One of the best things about medical marijuana is that it is an all around wonderful ailment against a lot of illnesses out there. However, due to the fact it has been stigmatized for decades, people would resort to less appealing options of the pharmaceutical variety. You see, Vicodin and Oxycontin are killing people in the US on a daily basis. 46 lives a day are ended by overdose with the mentioned opiates. Yet, both medications remain legal, free to pursue their killing spree. But wouldn’t it be wonderful if we could use marijuana to combat opioid addiction or better yet – opioid related deaths?
A New Study Confirms What We Suspected
A study came out recently and the findings were astonishing. It seems that US states that have medical marijuana dispensaries have witnessed a huge decrease in opioid related deaths. It makes sense. If you have the choice between chugging Vicodin, Oxycontin and consuming marijuana in one form or another, you would probably align with the former. So that is why this is good news. Marijuana is not only a confident ailment but it also gives people another chance at life.
The study was conducted by the RAND Corporation with researchers from UC Irvine.
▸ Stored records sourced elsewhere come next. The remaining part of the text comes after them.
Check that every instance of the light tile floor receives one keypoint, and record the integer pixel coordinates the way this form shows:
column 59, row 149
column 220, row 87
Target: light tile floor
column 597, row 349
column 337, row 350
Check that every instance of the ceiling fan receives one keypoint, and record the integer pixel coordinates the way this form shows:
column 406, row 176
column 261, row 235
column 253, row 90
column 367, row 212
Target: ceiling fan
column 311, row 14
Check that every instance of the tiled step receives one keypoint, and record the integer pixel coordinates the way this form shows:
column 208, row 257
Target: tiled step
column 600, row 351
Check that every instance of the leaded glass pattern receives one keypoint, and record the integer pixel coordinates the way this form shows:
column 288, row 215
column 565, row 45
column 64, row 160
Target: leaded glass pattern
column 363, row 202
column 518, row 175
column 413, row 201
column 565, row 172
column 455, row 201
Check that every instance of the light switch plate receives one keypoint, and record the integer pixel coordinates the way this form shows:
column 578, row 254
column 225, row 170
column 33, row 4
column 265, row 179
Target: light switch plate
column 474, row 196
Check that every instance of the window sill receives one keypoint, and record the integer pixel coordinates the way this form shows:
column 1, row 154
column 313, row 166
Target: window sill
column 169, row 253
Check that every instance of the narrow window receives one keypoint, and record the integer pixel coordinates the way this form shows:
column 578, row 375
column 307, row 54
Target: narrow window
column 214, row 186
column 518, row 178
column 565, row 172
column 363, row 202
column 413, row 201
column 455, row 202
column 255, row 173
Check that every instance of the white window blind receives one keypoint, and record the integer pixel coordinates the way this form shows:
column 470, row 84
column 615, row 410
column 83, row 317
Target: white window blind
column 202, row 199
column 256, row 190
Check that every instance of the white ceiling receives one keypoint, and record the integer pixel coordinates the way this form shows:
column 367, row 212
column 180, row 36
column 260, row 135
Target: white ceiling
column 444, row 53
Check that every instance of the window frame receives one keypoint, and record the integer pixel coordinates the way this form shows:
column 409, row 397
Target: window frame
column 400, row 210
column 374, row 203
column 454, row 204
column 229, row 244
This research was kind of motivated by the last year’s report, which claimed that between 1999 and 2010, opioid related deaths declined by over 24%. Naturally, this specifically refers to states that have legalized medical marijuana and have allowed for it to be sold in licensed medical marijuana dispensaries. The thing with this report is that nobody is claiming that people are actually taking marijuana instead of Vicodin and Oxycontin. An entirely different research would have to be made to come up with results for that.
The Findings Are Conclusive?
However, considering that the findings from the former study are strictly focused on states that have legalized medical marijuana, it is kind of inevitable to assume that people have been substituting their meds with weed. It would be interesting to compare the numbers of Vicodin and OxyContin consumption in the pre-legal and post-legal medical marijuana periods. That would give us a clear picture on how much direct effect did marijuana have on these states.
Regardless of the fact that people may not be directly substituting marijuana for painkillers, it is safe to assume that this naturalreliever has found its way into the homes of people who consume painkillers, not just the mentioned two brands but others as well. With that in mind, we cannot emphasize enough the importance of education. If more people get educated on the benefits of medical marijuana, they will soon recognize it as a much safer alternative to painkillers. All they have to do is chose a way to consume it, albeit through vaping, smoking, eating or drinking. But then again, that might go against Big Pharma’s goals so you can imagine that they will ensure this process moves as slowly as possible. In the meantime, don’t overdose on painkillers and explore other options.